Kieran Flanagan posted on LinkedIn:

SEO isn’t dying. It’s evolving into TV ads.

Everyone sees your Ad, and no one clicks it. AI assistants turn search into a billboard.

To which I added:

Getting a click or a sale isn’t the purpose of each individual ad or touchpoint. It’s about the aggregate impact.

Each exposure is a seed planted in the mind of the audience member. A field of flowers makes a bigger impact than a solitary bloom.

This can be an uncomfortable shift for performance marketers that have been mainlining real-time data and ROAS numbers for years. It’s harder to measure the impact of exposure and reach but we don’t want to stop at counting impressions or mistaking correlation for causation.

But I’ve been giving my Google Ads ecommerce team member a hard time for years that my social ads work with unimpressive ROAS numbers has been driving easy sales to his high performing channel. I put in the work, he reaps the glory. (It is a joke, but the best jokes are rooted in the truth (or complete absurdity, but that’s not relevant here).)

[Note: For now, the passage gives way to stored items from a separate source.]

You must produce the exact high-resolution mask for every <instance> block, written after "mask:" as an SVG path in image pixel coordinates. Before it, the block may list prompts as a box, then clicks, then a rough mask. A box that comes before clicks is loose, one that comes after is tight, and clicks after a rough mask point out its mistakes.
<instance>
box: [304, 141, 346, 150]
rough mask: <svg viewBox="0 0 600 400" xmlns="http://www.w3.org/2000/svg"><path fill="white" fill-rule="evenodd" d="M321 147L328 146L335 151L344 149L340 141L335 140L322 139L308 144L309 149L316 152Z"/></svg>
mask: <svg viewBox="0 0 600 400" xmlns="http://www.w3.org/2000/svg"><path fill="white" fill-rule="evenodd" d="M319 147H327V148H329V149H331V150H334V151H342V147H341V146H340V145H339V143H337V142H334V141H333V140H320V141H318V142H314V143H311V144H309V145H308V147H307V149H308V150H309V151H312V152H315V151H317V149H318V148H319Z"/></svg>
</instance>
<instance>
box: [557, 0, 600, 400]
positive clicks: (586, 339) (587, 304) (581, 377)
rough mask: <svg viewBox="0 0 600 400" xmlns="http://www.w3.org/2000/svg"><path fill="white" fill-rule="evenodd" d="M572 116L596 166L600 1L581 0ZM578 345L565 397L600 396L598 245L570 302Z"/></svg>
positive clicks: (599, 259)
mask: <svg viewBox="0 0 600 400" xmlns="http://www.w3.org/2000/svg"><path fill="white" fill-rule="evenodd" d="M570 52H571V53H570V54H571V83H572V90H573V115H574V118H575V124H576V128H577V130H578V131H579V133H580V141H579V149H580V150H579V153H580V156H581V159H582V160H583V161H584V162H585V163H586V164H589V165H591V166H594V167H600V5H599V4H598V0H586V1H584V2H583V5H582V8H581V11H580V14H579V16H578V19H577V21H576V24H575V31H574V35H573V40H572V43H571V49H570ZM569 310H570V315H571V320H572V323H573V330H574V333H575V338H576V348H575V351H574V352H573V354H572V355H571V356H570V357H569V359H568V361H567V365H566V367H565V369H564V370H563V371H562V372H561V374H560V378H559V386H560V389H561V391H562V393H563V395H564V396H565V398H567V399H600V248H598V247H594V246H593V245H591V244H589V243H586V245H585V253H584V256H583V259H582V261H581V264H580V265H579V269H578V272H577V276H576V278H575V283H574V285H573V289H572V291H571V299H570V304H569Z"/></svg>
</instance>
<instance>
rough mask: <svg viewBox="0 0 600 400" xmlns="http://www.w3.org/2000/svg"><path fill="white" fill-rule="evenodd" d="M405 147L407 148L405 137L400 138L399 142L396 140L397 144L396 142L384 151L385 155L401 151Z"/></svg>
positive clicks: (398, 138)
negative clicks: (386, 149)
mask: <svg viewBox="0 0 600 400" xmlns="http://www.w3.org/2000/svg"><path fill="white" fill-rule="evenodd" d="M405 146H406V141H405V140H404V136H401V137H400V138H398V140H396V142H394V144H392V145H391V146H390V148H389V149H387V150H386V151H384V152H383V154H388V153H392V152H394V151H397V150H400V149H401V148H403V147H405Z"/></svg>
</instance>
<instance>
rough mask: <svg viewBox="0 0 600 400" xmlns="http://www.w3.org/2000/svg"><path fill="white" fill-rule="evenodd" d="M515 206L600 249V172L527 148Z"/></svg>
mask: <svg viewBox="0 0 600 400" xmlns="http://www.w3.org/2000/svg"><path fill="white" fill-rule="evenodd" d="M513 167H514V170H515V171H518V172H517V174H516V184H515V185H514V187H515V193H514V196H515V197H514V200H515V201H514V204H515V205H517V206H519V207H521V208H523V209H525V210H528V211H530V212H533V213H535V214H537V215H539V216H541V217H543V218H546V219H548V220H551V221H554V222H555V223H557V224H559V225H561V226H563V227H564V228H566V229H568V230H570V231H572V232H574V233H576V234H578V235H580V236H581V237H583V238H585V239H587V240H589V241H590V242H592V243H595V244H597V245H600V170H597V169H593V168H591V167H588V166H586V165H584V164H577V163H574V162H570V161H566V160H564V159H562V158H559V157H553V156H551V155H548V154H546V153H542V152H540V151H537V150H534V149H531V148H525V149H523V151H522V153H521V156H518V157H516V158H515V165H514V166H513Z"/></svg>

But now even a Google Search isn’t the obvious end point.

Our role as marketers is to tell a story across the channels we operate on for a brand to establish familiarity so that when a customer is about to make a decision we come to mind. Whether that happens via them actively seeking us out or anchoring on our name in a consideration set.

Make an impression. Provide value. Play the long game.